Change has been inevitable. A couple of years before Exhibition Road was calmed, Foster + Partners had created a new ‘shop window’ for Imperial College’s Business School at the Exhibition Road entrance, cloaked entirely by a glass and steel envelope that serves as an atrium to the drum shaped faculty within.
The new front door hides the remains of the controversial 1960s building, the result of the decision to demolish one of the most extraordinary of the new buildings in Albertopolis: the Imperial Institute.
This was the engine room of the British Empire, built to promote scientific research which would benefit its industrial and commercial development. The architect T.E. Collcutt came up with a slightly Eastern looking design crossed with magnificent Renaissance-style towers and not omitting a touch of the Gothic. Queen Victoria laid the foundation stone for this splendid mongrel in 1887 to the strains of an Imperial Ode composed by Arthur Sullivan.

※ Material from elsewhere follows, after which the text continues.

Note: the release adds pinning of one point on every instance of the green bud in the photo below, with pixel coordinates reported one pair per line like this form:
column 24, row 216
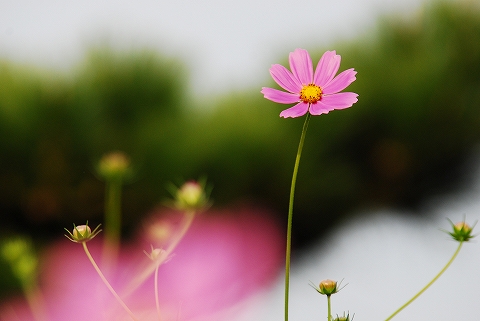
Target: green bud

“Within and without was exquisite craftsmanship in rare and beautiful materials,” a contemporary description runs. The decision to tear it down just 65 years after it was built was met with outrage. The Times letters pages overflowed protests led by John Betjeman, an early campaigner for heritage architecture, to no avail. Demolition began in 1957 with only the massive Queen’s Tower saved – it may still be glimpsed from the road. It took 8 years to finish the job, and bonfires burned for weeks as the collected ethnographic art and trophies that had poured in from the Colonies were consigned to the flames. A brigadier of the Coldstream Guards appalled at the vandalism was reported to have dashed in and out rescuing bits of decorative stonework.
The Imperial Institute, renamed the Commonwealth Institute, was moved to Kensington High Street under the parabolic copper roof of the now Grade II* building. Closed by trustees in 2002 and sold to developer Chelsfield, it was also dogged by controversy when it was alleged that some of the exhibits had been secretly sold off. Chelsfield gave the Commonwealth Institute to the Design Museum and in return pushed through a dense, high-end residential scheme by Dutch practice OMA . All but a handful of apartments in the three cube shaped blocks have sold out.

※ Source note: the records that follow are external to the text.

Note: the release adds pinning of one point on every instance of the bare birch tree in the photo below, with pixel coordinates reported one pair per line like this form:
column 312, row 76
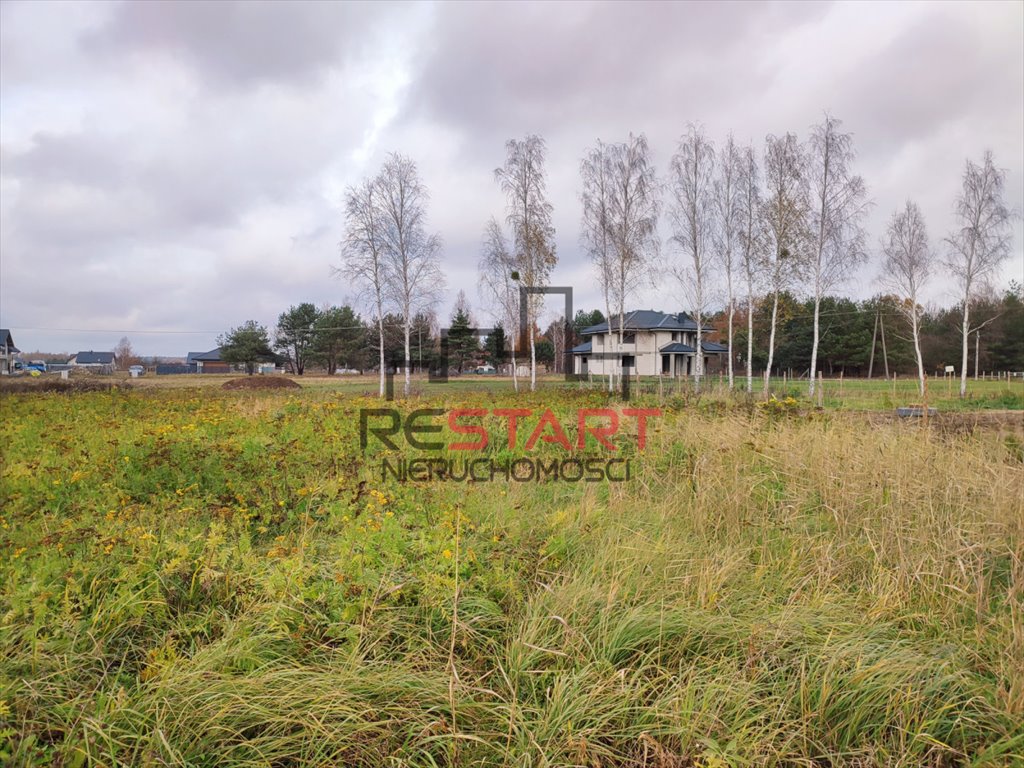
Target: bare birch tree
column 906, row 267
column 499, row 287
column 595, row 231
column 752, row 245
column 414, row 279
column 982, row 242
column 692, row 178
column 363, row 255
column 632, row 221
column 784, row 211
column 840, row 204
column 523, row 180
column 729, row 228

Next year will see the completion of the V&A’s new galleries and courtyard with a new entrance on Exhibition Road, the largest project the museum has undertaken for 100 years.
It’s a very much more discrete design than The Spiral, Daniel Libeskind’s £100 million design, likened by one critic to “the Guggenheim in Bilbao turned on its side and then beaten senseless with a hammer”.

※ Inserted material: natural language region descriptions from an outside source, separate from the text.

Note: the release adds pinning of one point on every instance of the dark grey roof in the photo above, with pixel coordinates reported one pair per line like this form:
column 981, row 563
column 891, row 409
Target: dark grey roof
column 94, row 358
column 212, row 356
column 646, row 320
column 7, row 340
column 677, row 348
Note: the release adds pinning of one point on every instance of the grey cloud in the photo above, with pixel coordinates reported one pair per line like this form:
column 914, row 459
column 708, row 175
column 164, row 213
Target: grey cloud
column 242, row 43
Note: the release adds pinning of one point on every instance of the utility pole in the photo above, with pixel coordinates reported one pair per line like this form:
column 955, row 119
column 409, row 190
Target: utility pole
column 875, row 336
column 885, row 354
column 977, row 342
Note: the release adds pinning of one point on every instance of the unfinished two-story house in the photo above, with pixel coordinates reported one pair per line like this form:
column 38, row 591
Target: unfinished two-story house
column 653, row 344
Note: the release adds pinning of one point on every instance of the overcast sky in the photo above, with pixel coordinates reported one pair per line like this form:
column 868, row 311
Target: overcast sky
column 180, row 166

The Science Museum also wants to “breathe new life” into its decidedly non-statement entrance through which 3.3million people pour annually. It is looking for an architect to create a “generous and contemporary space for visitors.”
Karen Livingston, director of design said they wanted “a contemporary approach that sits comfortably with the heritage architecture of our buildings.” Not to be left out, the neighbouring Natural History Museum has begun to consult on how it might transform its outdoor space. Royal Mail, recently privatised, has dug in for the gold and sold the old Post Office building in Exhibition Road. It will become the new Dyson School of Design Engineering in 2017.
“London’s original cultural quarter is not resting on its laurels but continuing to thrive with ambitious new plans drawing in investment,” said Chris Cotton, who chairs the Exhibition Road Cultural Group, the 10 year old partnership body which successfully campaigned for the street changes in 2006. “South Kensington’s world renowned museums, universities, cultural institutes and venues have never been more popular.”